Of course, if you want to prevent B, which I think is a real concern, but don't want to prevent A, you have to be a bit cleverer than the GPL is. You need language something like:

"Header files in the 'path/to/public/includes' directory are part of the external interface of this library, and including them in a program that links against this library is not considered to create a derivative work. Header files in the 'path/to/private/includes' directory, or elsewhere in the source tree, are considered internal to this library, and including them in software that links against this library is considered to create a derivative work".

You already see this in router firmware, as the nature of the licence
means that manufacturers have to release the Linux source code, but
they don't need to release the source code of all their custom drivers.
So you frequently end up with the case where sure, you can install your
own firmware on the router, but you lose WiFi and DSL functionality
because those drivers are closed source.  Which makes installing your
own firmware a bit pointless if you lose most of the functionality of
the product.  This is why version 3 of the GPL was created, to try to
stop this from happening, but alas the Linux kernel is still on version
2 so is not protected and we're in this situation where although the
code is open and available under the GPL, it still can't be used.

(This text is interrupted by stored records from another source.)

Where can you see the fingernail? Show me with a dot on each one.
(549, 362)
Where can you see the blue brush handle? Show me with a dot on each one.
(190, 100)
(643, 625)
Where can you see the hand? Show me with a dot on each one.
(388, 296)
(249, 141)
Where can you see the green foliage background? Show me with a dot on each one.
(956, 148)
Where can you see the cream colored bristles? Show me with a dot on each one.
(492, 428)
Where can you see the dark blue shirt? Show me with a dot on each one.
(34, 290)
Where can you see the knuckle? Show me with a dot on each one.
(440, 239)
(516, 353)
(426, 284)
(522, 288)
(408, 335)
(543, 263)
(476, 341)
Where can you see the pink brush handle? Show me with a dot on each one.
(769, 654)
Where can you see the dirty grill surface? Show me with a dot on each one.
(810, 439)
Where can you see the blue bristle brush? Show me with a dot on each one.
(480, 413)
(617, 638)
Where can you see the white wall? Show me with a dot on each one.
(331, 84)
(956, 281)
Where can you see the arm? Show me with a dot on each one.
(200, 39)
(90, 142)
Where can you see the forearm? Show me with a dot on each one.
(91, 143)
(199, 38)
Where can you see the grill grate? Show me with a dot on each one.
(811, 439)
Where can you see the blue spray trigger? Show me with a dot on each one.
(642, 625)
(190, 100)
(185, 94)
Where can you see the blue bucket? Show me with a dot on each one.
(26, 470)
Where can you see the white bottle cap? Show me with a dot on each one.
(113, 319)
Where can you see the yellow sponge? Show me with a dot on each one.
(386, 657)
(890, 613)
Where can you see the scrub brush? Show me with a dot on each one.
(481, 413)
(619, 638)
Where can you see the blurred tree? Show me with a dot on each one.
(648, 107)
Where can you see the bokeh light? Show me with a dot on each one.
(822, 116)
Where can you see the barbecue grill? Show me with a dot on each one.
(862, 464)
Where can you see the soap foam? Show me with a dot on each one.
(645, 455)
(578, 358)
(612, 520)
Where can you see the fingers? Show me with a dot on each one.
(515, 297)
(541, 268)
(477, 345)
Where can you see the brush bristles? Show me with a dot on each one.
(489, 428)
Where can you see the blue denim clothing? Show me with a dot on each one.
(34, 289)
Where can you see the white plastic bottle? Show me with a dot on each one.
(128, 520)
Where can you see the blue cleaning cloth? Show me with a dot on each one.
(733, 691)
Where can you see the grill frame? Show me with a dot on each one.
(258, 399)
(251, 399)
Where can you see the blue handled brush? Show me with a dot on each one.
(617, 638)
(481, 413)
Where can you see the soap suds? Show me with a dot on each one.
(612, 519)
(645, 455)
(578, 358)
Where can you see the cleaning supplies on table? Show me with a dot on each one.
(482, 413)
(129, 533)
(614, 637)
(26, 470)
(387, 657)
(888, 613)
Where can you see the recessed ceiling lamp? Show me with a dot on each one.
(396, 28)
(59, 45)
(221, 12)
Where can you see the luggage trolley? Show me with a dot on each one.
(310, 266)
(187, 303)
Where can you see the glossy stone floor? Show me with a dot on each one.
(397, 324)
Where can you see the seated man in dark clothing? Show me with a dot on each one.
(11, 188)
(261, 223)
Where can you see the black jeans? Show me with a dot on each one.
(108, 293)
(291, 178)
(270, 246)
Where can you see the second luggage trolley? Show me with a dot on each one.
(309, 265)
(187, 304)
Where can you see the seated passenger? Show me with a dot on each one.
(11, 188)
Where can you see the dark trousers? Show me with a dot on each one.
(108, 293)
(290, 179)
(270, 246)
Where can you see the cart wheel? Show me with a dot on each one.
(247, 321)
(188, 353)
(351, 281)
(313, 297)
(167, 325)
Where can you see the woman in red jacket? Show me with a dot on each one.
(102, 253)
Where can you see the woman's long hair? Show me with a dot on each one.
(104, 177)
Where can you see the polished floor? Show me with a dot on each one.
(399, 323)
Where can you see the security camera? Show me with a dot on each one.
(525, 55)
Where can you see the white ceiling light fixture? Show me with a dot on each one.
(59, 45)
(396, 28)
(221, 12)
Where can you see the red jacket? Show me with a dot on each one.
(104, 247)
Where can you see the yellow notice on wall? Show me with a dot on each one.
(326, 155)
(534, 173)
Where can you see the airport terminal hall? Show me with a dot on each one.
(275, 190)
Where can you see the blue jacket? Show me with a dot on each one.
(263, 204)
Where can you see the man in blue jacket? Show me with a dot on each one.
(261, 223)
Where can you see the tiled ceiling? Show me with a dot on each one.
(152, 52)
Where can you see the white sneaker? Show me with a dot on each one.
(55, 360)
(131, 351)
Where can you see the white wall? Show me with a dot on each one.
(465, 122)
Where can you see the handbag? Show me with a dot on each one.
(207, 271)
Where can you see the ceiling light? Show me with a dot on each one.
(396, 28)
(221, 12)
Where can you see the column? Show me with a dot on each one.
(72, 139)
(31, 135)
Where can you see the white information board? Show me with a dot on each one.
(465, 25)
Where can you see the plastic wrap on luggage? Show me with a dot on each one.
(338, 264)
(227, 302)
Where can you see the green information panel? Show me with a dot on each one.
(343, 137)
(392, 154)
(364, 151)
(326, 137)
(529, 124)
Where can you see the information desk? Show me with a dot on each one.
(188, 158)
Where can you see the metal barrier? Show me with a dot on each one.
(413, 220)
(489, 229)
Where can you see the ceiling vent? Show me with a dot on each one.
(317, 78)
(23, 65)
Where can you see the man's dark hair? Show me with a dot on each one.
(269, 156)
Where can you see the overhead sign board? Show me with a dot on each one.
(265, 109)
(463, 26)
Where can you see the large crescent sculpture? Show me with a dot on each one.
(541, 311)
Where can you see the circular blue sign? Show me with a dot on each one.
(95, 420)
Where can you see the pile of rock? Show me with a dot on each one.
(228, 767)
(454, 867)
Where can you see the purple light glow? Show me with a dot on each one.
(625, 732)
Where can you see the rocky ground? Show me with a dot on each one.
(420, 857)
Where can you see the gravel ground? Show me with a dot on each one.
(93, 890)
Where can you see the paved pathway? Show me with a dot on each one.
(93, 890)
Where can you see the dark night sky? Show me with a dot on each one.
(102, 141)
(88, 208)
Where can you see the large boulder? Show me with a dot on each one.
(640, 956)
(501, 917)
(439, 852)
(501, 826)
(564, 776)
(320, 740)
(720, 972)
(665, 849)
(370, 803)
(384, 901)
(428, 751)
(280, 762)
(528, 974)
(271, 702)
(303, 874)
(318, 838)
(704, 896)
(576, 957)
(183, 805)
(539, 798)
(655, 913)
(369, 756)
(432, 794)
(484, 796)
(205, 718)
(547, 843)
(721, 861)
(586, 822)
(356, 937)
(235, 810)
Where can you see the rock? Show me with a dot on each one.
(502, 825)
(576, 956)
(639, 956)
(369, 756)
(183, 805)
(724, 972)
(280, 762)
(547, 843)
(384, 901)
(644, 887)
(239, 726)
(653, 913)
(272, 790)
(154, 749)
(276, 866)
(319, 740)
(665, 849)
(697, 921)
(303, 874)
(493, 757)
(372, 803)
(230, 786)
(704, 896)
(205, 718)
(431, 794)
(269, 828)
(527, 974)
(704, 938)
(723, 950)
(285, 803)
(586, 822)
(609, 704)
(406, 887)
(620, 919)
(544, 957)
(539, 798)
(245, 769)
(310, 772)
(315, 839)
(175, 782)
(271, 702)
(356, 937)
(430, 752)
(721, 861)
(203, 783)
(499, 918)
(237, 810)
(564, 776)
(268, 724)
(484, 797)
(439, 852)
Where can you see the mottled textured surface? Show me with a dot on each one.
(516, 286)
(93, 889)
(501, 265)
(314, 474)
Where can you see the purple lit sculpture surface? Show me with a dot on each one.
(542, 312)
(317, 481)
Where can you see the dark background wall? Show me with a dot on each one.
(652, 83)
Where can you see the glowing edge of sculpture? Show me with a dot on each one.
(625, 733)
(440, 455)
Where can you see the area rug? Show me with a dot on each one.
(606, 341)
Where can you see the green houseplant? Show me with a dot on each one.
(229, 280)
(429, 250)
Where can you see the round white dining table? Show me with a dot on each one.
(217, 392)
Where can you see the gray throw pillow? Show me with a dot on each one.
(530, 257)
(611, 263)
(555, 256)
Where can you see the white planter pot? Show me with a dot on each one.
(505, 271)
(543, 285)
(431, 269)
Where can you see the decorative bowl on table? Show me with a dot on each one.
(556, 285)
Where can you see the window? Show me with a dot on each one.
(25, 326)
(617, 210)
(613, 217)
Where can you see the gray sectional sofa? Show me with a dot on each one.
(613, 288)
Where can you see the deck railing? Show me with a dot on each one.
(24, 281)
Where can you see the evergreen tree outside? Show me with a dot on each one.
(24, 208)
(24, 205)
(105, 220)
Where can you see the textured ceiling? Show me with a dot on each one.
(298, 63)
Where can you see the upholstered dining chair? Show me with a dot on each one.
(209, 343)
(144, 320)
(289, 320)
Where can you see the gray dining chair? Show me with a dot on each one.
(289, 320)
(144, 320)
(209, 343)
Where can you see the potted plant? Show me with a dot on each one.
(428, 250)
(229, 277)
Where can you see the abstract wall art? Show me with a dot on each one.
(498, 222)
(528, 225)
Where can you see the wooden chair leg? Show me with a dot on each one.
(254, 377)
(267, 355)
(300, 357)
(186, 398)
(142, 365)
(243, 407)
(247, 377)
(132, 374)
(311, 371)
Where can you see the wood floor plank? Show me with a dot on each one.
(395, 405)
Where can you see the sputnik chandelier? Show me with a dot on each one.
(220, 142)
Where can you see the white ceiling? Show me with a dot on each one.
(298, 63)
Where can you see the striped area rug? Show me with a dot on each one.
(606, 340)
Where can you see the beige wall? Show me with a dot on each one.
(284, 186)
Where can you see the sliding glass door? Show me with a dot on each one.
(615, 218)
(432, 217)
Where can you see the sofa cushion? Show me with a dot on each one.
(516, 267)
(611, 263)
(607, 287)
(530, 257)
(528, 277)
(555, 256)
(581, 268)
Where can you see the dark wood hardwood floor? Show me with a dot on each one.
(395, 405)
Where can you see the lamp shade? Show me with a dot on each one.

This probably has more to do with the attitude of the kernel team than with the GPL 2 vs 3. AFAIK, the GPL2, as intended by the FSF, *would* consider kernel modules to be derivative works of the kernel, and thus require them to be GPLed. I'm not sure of all of the intricacies here, legal or in the attitude of the kernel team, but if the kernel team wanted to enforce the GPL against such modules, they probably could (and the same attitude that makes them not want to enforce it against modules is also why they aren't moving to the GPLv3). The biggest loss I see in the kernel not being under GPLv3 isn't in proprietary modules being a thing, it's the fact that the anti-Tivoization clauses of the GPLv3 don't apply to the kernel.

Frankly, my ideal copyleft license wouldn't necessarily even include a requirement to release sources. However, it would:

1) Require any derivatives have a licenseĀ  applied to whatever does get released. 2) Require that the end user be allowed to use the software, copy it, and redistribute it, as received without restriction. 3) Require that reverse-engineering of binaries be allowed (since we aren't requiring release of sources). 4) Require that if the software, or a derivative work, is cryptographically protected from modification, the owner of the device have ultimate control of the keys. 5) Specify that no attack on the software, or a derivative work, by the device owner in order to obtain control of a device that does not comply with 3 may be considered a circumvention of a technical protection measure under the DMCA (preferably written to cover similar laws in other countries as well). 6) Specify that nobody that creates a derivative work and distributes it may bring a copyright or patent action against any user or distributor of the original work, or any derivative, except to enforce the terms of the copyleft license. 7) Provide language like I used above for distinguishing between internal and external interfaces of a program, and excluding use of the external interfaces from creating a derived work. The author of a given bit of software could then fill those sections in with the actual interfaces covered.